Amid a housing slump, cancellation rates remained high and pushed down sales orders 52 percent from a year ago. In the nation's biggest market, California, Horton's sales orders fell 72 percent. Orders tumbled 65 percent in Colorado, Illinois, Minnesota and Wisconsin, and 56 percent in New Jersey, North Carolina and Pennsylvania. They fell 59 percent in Arizona, New Mexico and Utah.

"I don't see a recovery in California in the next 12 months," said Chief Executive Donald J. Tomnitz.

Horton's losses in the quarter that ended Dec. 31 totaled $128.8 million, or 41 cents per share, compared with profit of $109.7 million, or 35 cents, a year earlier, the company said Thursday. The most recent quarter, the first in Horton's new fiscal year, included $245.5 million in pretax charges to write down inventory and the value of land deposits.

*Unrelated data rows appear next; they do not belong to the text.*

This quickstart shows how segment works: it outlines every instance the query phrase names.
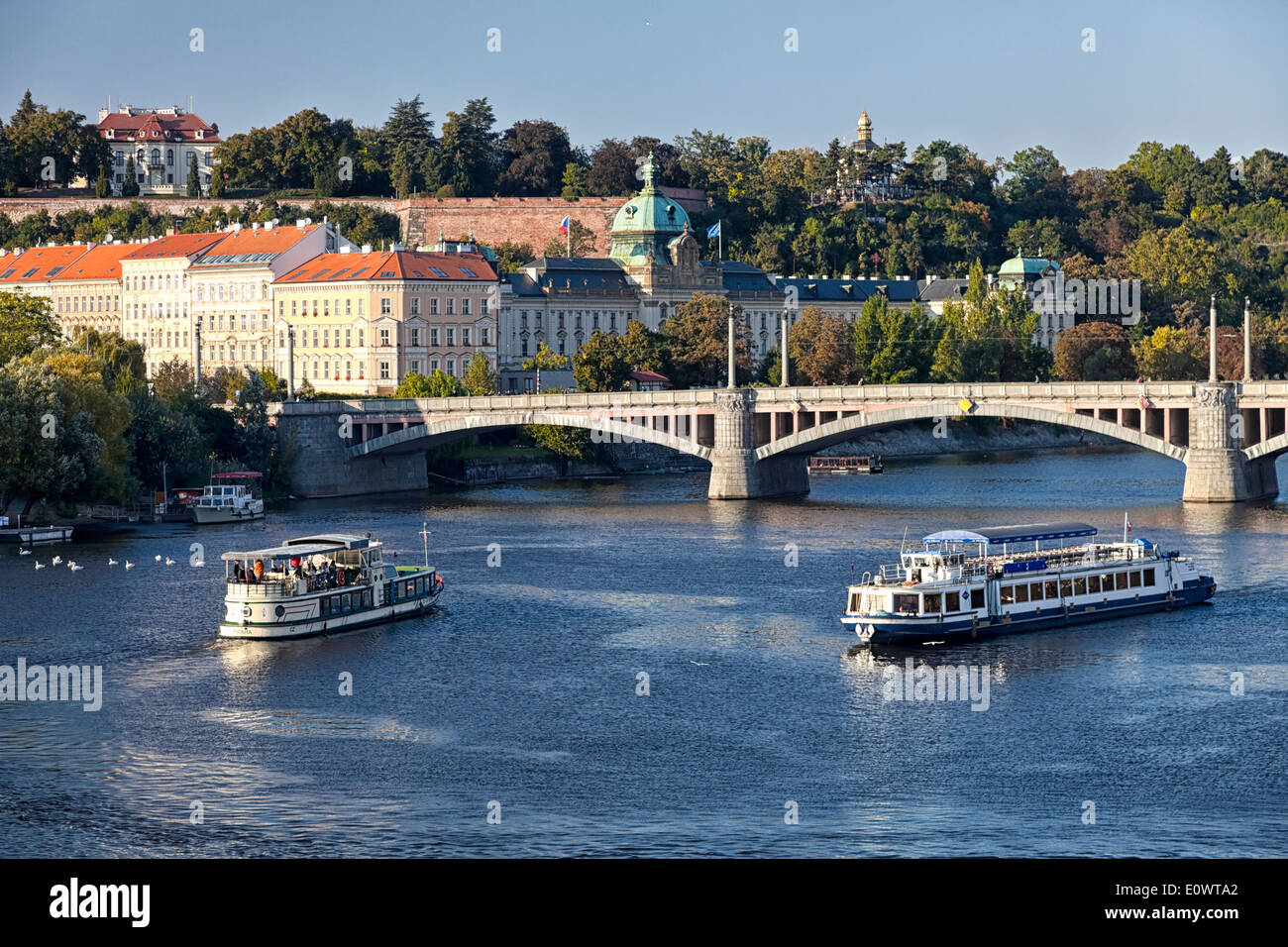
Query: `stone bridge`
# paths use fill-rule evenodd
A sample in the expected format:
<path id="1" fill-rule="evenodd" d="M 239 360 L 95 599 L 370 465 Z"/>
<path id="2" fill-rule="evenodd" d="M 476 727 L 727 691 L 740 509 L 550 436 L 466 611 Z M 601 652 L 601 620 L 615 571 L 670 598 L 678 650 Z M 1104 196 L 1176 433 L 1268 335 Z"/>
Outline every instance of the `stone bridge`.
<path id="1" fill-rule="evenodd" d="M 299 447 L 305 496 L 428 486 L 425 451 L 524 424 L 648 441 L 711 463 L 714 500 L 809 492 L 809 455 L 880 428 L 940 417 L 1014 417 L 1106 434 L 1185 464 L 1185 500 L 1279 492 L 1288 383 L 835 385 L 290 402 L 278 433 Z"/>

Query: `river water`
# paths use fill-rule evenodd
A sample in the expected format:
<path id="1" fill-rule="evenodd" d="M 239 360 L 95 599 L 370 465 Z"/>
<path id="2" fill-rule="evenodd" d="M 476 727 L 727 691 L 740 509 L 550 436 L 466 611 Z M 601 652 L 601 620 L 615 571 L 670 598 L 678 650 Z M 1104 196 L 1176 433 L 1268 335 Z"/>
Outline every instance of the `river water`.
<path id="1" fill-rule="evenodd" d="M 102 665 L 104 693 L 0 703 L 0 854 L 1284 856 L 1288 505 L 1184 505 L 1181 477 L 1092 450 L 893 461 L 792 501 L 531 482 L 4 549 L 0 664 Z M 837 621 L 905 528 L 1113 536 L 1124 509 L 1213 604 L 898 652 Z M 371 531 L 416 563 L 422 522 L 437 613 L 215 639 L 222 551 Z M 54 551 L 85 568 L 33 568 Z M 886 700 L 909 656 L 987 674 L 987 710 Z"/>

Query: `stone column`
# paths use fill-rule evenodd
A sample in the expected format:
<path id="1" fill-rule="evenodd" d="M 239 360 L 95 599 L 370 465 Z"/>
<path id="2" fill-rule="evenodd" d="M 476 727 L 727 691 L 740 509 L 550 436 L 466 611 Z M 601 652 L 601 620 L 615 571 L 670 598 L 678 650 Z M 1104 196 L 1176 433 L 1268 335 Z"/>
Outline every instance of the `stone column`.
<path id="1" fill-rule="evenodd" d="M 1235 385 L 1198 385 L 1197 394 L 1190 407 L 1182 497 L 1194 502 L 1240 502 L 1278 493 L 1274 461 L 1249 463 L 1243 454 L 1243 417 Z"/>
<path id="2" fill-rule="evenodd" d="M 809 492 L 809 469 L 804 455 L 756 460 L 751 392 L 717 393 L 715 420 L 716 439 L 707 487 L 710 499 L 752 500 Z"/>

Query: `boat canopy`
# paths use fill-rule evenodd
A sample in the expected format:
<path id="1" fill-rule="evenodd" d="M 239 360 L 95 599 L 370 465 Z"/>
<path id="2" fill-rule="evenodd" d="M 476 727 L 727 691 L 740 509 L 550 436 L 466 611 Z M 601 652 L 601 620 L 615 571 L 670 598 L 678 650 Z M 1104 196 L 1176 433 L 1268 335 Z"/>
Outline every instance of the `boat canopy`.
<path id="1" fill-rule="evenodd" d="M 366 549 L 371 540 L 366 536 L 346 536 L 343 533 L 322 536 L 301 536 L 298 540 L 287 540 L 281 546 L 269 549 L 250 549 L 246 551 L 224 553 L 220 559 L 232 562 L 234 559 L 286 559 L 296 555 L 313 555 L 316 553 L 335 553 L 340 549 Z"/>
<path id="2" fill-rule="evenodd" d="M 1038 542 L 1065 540 L 1075 536 L 1095 536 L 1096 527 L 1086 523 L 1027 523 L 1021 526 L 985 526 L 979 530 L 944 530 L 933 532 L 922 542 L 978 542 L 999 546 L 1005 542 Z"/>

Revenue plunged to $1.71 billion from $2.8 billion a year ago. The builder closed on 6,549 homes, down sharply from 10,202 a year earlier.

Analysts surveyed by Thomson Financial expected a loss of 25 cents per share on revenue of $1.62 billion.

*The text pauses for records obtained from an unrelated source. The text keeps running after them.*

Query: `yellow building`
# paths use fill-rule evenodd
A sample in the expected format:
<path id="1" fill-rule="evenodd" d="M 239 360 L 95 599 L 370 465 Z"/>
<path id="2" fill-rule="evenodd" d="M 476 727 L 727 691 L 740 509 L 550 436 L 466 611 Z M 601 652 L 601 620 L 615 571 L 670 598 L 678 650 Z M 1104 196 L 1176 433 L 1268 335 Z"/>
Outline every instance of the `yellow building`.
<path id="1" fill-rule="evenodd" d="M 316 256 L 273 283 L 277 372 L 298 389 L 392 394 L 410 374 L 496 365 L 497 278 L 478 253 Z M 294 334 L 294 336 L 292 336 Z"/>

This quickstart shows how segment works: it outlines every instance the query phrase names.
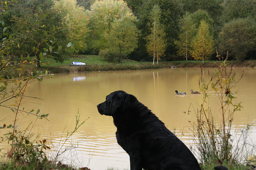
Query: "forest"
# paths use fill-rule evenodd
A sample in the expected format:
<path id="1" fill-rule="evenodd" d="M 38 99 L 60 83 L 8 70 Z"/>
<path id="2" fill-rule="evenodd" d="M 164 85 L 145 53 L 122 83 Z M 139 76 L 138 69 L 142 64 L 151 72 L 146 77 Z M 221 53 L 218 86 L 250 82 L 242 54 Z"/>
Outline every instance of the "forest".
<path id="1" fill-rule="evenodd" d="M 224 60 L 228 53 L 229 60 L 256 59 L 254 0 L 12 0 L 0 5 L 2 48 L 12 42 L 8 55 L 16 57 L 40 61 L 50 53 L 61 63 L 74 54 L 121 63 L 203 61 L 217 59 L 217 53 Z M 52 53 L 70 42 L 68 50 Z"/>

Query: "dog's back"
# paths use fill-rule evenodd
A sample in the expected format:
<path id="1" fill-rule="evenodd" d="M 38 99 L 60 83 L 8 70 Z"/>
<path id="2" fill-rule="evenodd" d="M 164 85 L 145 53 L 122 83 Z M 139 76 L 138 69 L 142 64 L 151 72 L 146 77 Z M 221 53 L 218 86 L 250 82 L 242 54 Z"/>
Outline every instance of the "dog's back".
<path id="1" fill-rule="evenodd" d="M 130 160 L 139 162 L 134 167 L 131 162 L 131 169 L 200 170 L 185 144 L 135 97 L 128 95 L 129 106 L 117 109 L 118 116 L 113 118 L 118 144 Z"/>

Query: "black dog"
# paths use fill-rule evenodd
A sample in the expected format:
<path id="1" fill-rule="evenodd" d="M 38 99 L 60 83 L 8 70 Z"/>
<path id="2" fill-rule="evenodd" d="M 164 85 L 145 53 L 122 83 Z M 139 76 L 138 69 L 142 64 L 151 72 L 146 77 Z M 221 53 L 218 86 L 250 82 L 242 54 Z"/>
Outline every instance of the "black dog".
<path id="1" fill-rule="evenodd" d="M 97 107 L 101 114 L 113 117 L 131 170 L 201 169 L 185 144 L 134 96 L 114 92 Z"/>

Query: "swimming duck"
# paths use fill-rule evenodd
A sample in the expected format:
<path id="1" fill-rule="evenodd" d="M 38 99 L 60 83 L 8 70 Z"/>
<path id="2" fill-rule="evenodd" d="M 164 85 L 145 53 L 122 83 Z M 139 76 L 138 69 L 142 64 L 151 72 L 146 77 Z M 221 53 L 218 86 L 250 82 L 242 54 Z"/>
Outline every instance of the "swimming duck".
<path id="1" fill-rule="evenodd" d="M 175 92 L 176 92 L 176 94 L 179 95 L 184 95 L 187 94 L 187 93 L 185 92 L 180 92 L 179 93 L 178 93 L 178 90 L 175 90 Z"/>
<path id="2" fill-rule="evenodd" d="M 191 94 L 200 94 L 200 92 L 198 92 L 197 91 L 194 92 L 194 91 L 193 91 L 193 89 L 191 90 L 190 90 L 190 92 L 191 92 Z"/>

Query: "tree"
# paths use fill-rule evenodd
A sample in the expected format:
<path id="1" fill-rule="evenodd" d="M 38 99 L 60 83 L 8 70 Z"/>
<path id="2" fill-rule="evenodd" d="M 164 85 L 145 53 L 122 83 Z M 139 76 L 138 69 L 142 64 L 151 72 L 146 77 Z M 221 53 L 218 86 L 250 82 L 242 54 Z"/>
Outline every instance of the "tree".
<path id="1" fill-rule="evenodd" d="M 52 7 L 63 16 L 63 27 L 67 30 L 69 41 L 75 41 L 72 48 L 76 52 L 84 51 L 86 49 L 86 39 L 88 29 L 88 18 L 83 7 L 78 6 L 76 0 L 56 1 Z"/>
<path id="2" fill-rule="evenodd" d="M 256 17 L 256 1 L 254 0 L 226 0 L 222 5 L 225 11 L 220 18 L 222 23 L 234 19 Z"/>
<path id="3" fill-rule="evenodd" d="M 196 60 L 204 60 L 213 52 L 213 37 L 210 35 L 209 25 L 203 20 L 200 22 L 198 31 L 193 41 L 192 56 Z"/>
<path id="4" fill-rule="evenodd" d="M 117 20 L 134 22 L 136 19 L 127 3 L 122 0 L 96 1 L 88 12 L 90 37 L 88 42 L 96 52 L 107 46 L 108 40 L 106 35 L 111 32 L 114 22 Z"/>
<path id="5" fill-rule="evenodd" d="M 180 35 L 175 44 L 178 48 L 177 53 L 179 56 L 186 57 L 187 63 L 188 57 L 191 55 L 191 42 L 195 35 L 196 30 L 195 24 L 192 20 L 191 15 L 186 12 L 180 21 Z"/>
<path id="6" fill-rule="evenodd" d="M 138 18 L 136 25 L 141 33 L 138 39 L 138 48 L 131 54 L 131 58 L 137 61 L 150 59 L 147 51 L 145 38 L 150 33 L 148 24 L 150 14 L 153 7 L 157 4 L 162 12 L 160 22 L 166 33 L 165 56 L 167 57 L 164 59 L 171 59 L 171 56 L 175 52 L 174 42 L 175 39 L 177 39 L 178 35 L 178 20 L 183 12 L 180 0 L 128 0 L 127 1 L 129 6 L 131 6 L 132 11 Z"/>
<path id="7" fill-rule="evenodd" d="M 62 21 L 64 16 L 56 9 L 52 8 L 53 4 L 53 1 L 45 0 L 19 1 L 12 5 L 6 15 L 1 16 L 1 20 L 8 21 L 6 24 L 10 28 L 7 31 L 13 37 L 17 37 L 17 42 L 20 47 L 10 50 L 10 54 L 24 56 L 29 55 L 35 57 L 38 60 L 37 65 L 40 66 L 40 59 L 44 54 L 52 51 L 54 46 L 68 43 L 68 31 Z M 47 8 L 51 10 L 45 10 Z M 40 20 L 37 20 L 40 16 Z M 37 21 L 35 24 L 34 21 Z M 30 32 L 32 29 L 33 31 Z M 21 45 L 24 41 L 22 37 L 29 32 L 26 43 Z M 17 51 L 18 49 L 19 50 Z M 33 51 L 28 53 L 31 49 Z M 62 62 L 65 55 L 69 55 L 67 54 L 69 53 L 63 50 L 52 53 L 49 57 Z"/>
<path id="8" fill-rule="evenodd" d="M 153 65 L 154 65 L 156 55 L 157 63 L 160 60 L 161 56 L 164 55 L 166 44 L 163 26 L 160 23 L 161 18 L 160 9 L 158 5 L 155 5 L 151 10 L 150 15 L 150 34 L 146 37 L 147 51 L 150 55 L 153 58 Z"/>
<path id="9" fill-rule="evenodd" d="M 209 26 L 210 33 L 213 35 L 213 20 L 210 16 L 208 12 L 203 10 L 199 10 L 191 14 L 191 18 L 192 22 L 195 24 L 197 29 L 199 27 L 201 21 L 202 20 L 204 20 Z"/>
<path id="10" fill-rule="evenodd" d="M 117 20 L 112 27 L 106 38 L 108 40 L 110 53 L 119 54 L 122 64 L 123 57 L 130 54 L 137 47 L 138 31 L 135 24 L 130 22 Z"/>
<path id="11" fill-rule="evenodd" d="M 256 48 L 256 25 L 249 18 L 238 18 L 226 23 L 220 34 L 223 51 L 244 61 L 246 55 Z"/>

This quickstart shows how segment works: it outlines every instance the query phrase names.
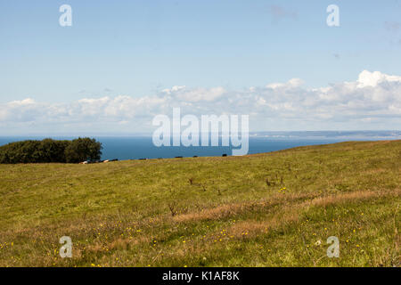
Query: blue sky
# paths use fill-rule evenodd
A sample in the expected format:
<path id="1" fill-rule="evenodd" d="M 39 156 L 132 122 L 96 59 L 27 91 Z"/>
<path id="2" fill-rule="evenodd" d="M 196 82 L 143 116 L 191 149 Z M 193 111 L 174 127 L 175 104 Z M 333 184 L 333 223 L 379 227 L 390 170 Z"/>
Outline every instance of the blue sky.
<path id="1" fill-rule="evenodd" d="M 72 27 L 59 25 L 63 4 Z M 340 27 L 326 25 L 331 4 Z M 363 70 L 400 76 L 400 15 L 397 0 L 1 0 L 0 104 L 143 98 L 175 86 L 238 94 L 291 78 L 311 90 Z"/>

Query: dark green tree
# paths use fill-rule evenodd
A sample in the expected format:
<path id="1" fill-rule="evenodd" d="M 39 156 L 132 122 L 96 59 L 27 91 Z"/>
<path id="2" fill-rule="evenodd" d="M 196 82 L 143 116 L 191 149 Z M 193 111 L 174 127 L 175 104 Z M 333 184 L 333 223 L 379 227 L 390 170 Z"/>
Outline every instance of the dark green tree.
<path id="1" fill-rule="evenodd" d="M 65 149 L 66 161 L 70 163 L 98 160 L 102 156 L 102 143 L 95 139 L 78 138 Z"/>

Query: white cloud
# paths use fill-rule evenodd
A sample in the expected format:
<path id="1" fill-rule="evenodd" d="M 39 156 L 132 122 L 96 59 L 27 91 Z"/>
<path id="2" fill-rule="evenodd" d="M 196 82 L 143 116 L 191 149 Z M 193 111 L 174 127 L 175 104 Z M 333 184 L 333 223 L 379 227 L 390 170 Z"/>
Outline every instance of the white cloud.
<path id="1" fill-rule="evenodd" d="M 243 90 L 173 86 L 152 96 L 84 98 L 37 102 L 31 98 L 0 104 L 3 134 L 151 131 L 157 114 L 250 114 L 251 130 L 399 129 L 401 77 L 364 70 L 353 82 L 307 88 L 299 78 Z"/>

D.R. Horton said its sales order backlog of homes under contract stood at 8,138 homes, or $2.0 billion, as of Dec. 31, compared with 16,694 homes, or $4.7 billion, a year earlier. The cancellation rate for the first quarter was 44 percent, down from 48 percent in the previous quarter.

"Market conditions remained challenging in our December quarter as inventory levels of both new and existing homes remained high while pricing remained very competitive," said Donald R. Horton, chairman, in a statement.

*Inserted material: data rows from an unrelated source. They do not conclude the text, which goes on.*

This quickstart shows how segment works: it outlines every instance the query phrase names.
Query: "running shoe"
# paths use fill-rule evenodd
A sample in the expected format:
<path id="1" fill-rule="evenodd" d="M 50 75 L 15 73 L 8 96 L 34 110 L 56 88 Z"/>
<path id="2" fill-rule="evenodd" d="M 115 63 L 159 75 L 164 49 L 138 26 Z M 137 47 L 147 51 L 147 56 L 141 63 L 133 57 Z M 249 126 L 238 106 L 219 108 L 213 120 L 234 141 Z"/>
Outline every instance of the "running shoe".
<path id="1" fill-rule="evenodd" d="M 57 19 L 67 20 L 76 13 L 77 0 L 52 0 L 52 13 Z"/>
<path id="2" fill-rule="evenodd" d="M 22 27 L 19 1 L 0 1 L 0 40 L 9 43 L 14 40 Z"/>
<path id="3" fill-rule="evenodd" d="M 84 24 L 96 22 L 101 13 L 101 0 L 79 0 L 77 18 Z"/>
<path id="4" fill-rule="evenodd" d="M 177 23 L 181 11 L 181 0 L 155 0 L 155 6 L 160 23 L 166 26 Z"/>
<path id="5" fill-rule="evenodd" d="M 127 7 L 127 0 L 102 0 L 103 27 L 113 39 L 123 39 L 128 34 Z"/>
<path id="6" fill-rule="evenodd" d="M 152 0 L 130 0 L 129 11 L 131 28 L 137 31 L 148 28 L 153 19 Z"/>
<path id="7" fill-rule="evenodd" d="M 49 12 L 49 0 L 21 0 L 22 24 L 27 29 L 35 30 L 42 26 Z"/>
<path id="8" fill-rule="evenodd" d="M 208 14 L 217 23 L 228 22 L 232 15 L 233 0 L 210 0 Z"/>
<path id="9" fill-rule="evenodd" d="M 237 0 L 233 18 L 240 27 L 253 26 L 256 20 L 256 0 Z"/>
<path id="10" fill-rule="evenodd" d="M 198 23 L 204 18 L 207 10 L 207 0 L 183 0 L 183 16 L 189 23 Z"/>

He said lending standards remained restrictive and buyers viewed home buying cautiously. He expects the housing environment to remain challenging.

The company's 2008 goal is to generate at least $1 billion in cash flow from operations. In the first quarter it generated more than $550 million in cash flow from operations, mainly driven by $476 million from the reduction of inventories.

Company officials said they would continue to cut prices or give buyers incentives to meet sales goals. They said the toughest markets included California, Las Vegas, Arizona, and Florida. The sales decline was a more modest 18 percent in the south-central states.

Banc of America Securities analyst Daniel Oppenheim said Horton's write-downs were more modest compared with other builders in the same quarter. That was because the company had conservatively assumed that sales and home prices would keep weakening.

Horton has taken $1.8 billion in cumulative write-downs. Oppenheim predicted the company will take further write-downs of $1.2 billion.